È una torta fatta di sottilissima pasta sfoglia, o pasta fillo, ripiena generalmente di formaggio, ricotta e spinaci o carne. Noi qualche volta l’abbiamo trovata anche con le patate.

Il byrek si trova praticamente ovunque a Durazzo e costa pochissimo: in un panificio in Bulevardi Dyrrah noi ne abbiamo presi tre per 90 lek (meno di 1 euro).

Pesce fresco

Durazzo è famosa per essere una delle poche città albanesi dove il pesce viene servito sempre fresco.

Calamari fritti, zuppa di cozze e pesce alla griglia sono i piatti principali di molti ristoranti in città.

zuppa di cozze vacanze a durazzo
Zuppa di cozze, Durazzo.

Pizza

Lo so, gli amici italiani mi odieranno e mi si rivolteranno contro, ma a Durazzo abbiamo mangiato una pizza davvero buona.

Di solito non mangiamo mai nulla che possa ricordare un qualche piatto italiano all’estero, ma dopo settimane intere a mangiare carne e burek, vi assicuro che la voglia di una pizza arriva.

In Bulevardi Epidamn abbiamo trovato Proper Pizza, una catena di pizzerie kosovara che ha fatto fortuna anche all’estero.

Inizialmente si sceglie la misura della pizza, dopodiché si decidono gli ingredienti.

Ti giuro che la pizza era buona!

Niente a che vedere con la pizza napoletana, sia chiaro, ma un buon compromesso per un pranzo o una cena a Durazzo!

Non esagerare con la dimensione della pizza: quella da 60 cm di diametro basta per due persone!

 

VACANZE A DURAZZO: LE SPIAGGE

Eccoci arrivati a parlare delle spiagge di Durazzo, le uniche che abbiamo visto in terra albanese.

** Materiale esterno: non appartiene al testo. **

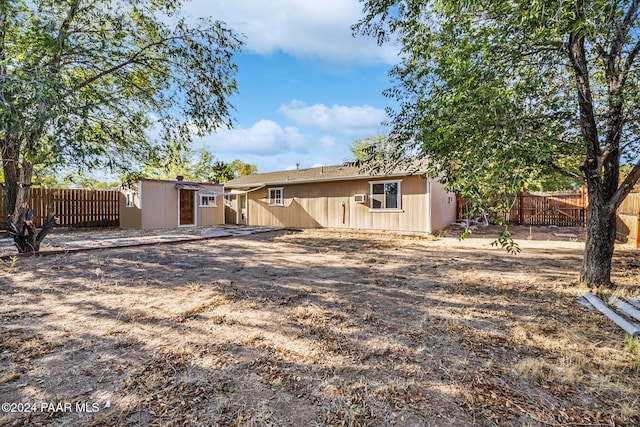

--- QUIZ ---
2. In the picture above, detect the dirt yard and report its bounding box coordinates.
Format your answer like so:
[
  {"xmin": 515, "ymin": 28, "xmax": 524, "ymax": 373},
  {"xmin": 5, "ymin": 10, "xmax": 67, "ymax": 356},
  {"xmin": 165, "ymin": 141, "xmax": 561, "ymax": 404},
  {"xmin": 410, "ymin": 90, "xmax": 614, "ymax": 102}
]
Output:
[{"xmin": 0, "ymin": 228, "xmax": 640, "ymax": 427}]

Abbiamo accuratamente evitato quella cittadina e abbiamo scelto tre spiagge nei dintorni della città.

 

1. Plazhi i Generalit

La prima spiaggia l’abbiamo raggiunta durante il nostro viaggio da Berat a Durazzo.

Raggiungerla non è semplicissimo: i cartelli mancano e buona parte del percorso è uno sterrato non proprio simpaticissimo.

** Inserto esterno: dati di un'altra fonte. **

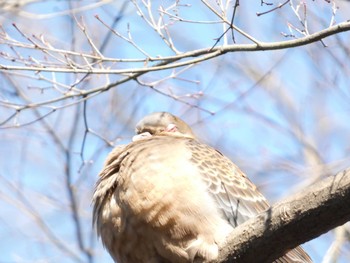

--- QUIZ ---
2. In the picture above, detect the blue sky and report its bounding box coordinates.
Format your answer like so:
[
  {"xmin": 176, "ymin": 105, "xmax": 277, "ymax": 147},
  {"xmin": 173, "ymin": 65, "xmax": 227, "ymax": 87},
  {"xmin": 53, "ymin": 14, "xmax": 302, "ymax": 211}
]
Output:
[{"xmin": 0, "ymin": 1, "xmax": 350, "ymax": 263}]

sterrato per Plazhi i Generalit, Albania.
Prima parte dello sterrato per Plazhi i Generalit, Albania.

Per le indicazioni guarda sui muri piuttosto che cercare dei cartelli: è più facile che il nome della spiaggia con una freccia che indica la direzione sia scritta sui muretti delle strade!

Il tragitto è, come sempre in Albania, ricco di sorprese e incontri caratteristici: ti capiterà sicuro di dividere la carreggiata con muli, cavalli, mucche, pecore o galline! 😉

Pecore sulla strada per Plazhi i Generalit, Albania vacanze a durazzo
Pecore sulla strada per Plazhi i Generalit, Albania.

La spiaggia è molto bella, contornata da una natura ancora molto wild. Purtroppo il pomeriggio che ci siamo stati noi il mare era molto mosso e non siamo riusciti a fare neanche un bagno.

La spiaggia è sia attrezzata che libera.

 

2. Plazhi Kallmit e Curilla

Uscendo dalla città e seguendo la Rruga Curilla, troverai queste spiagge, fatte per lo più di alcune insenature.

Molti punti sono attrezzati e a pagamento, altri sono liberi.

Quando ci siamo stati noi, a fine agosto, la maggior parte delle insenature erano vuote e anche alcune apparenti spiagge private erano libere.

L’acqua è pulitissima e il fondale è bellissimo, adatto per gli amanti dello snorkeling.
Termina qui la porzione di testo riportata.